The United Nations General Assembly in 2007 resolved to observe September 15 of every year as International Day of Democracy, to promote and uphold the principles of democracy globally.
He said that further amendments must take cognisance of experiences in previous elections.
“It may be that time has come to introduce aspects of technology in our elections that are fool proof and such should be test run with other elections before the general elections in 2023,” Tambuwal said.
He said that strengthening Nigeria’s electoral infrastructure was necessary in order to restore the hope and aspiration of Nigerians in democracy.
Tambuwal described the upcoming governorship elections in Edo and Ondo states as test cases of Nigeria’s preparedness for a rule-based and consent-enabled governance.
“It has become imperative to rethink the role of not just the electoral umpire, but also the activities of various security agencies in our electoral process.
“This should be done in such a manner as to instil in them the culture of inflexible support for democracy and its practice.
“Any electoral victory obtained other than through the legitimate votes of the people is nothing short of a coup d’etat.
“It completely violates our Constitution which envisages that governmental authority must be obtained only through the will of the people.”
Tambuwal said that in marking this year’s Day of Democracy, it was important to remember that the struggle for democracy in the country involved sweat, blood, diplomacy, compromises and negotiations.
“This had traversed the whole period of pre and post independence struggle, the first, second and the third Republics.
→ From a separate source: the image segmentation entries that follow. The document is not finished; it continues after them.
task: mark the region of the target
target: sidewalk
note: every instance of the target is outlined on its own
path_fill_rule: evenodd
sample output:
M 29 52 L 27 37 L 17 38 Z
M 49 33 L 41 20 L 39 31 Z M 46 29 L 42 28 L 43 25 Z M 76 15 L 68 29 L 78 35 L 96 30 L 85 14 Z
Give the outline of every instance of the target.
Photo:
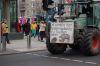
M 6 51 L 1 51 L 0 49 L 0 55 L 46 50 L 45 41 L 40 42 L 37 37 L 31 38 L 31 48 L 27 48 L 26 36 L 22 40 L 11 40 L 10 42 L 11 44 L 7 44 Z

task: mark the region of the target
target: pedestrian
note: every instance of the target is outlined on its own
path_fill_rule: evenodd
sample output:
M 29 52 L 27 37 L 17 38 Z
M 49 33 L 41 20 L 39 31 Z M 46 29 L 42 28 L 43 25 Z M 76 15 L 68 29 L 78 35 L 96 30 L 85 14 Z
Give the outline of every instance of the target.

And our current experiment since 1999.”
“In our contemporary Nigeria, many young people who did not participate in the various struggles may not understand the intensity of the price paid by our forebears.
“It is with this in mind that I wish to flag various dangers lurking around and threatening to derail our present democratic experiment.”
Tambuwal noted that good governance anchored on a sound economy and corrupt free progressive social, cultural, and infrastructural development was a sine qua non for sustainable democracy.
He said that it behoved on all, particularly the political and economic actors to do their utmost to ensure a stable Nigeria.
“Finally, I call on the civil society and the press to continue to play their watchdog roles of keeping government in check in order to ensure the survival of our democracy,” he said.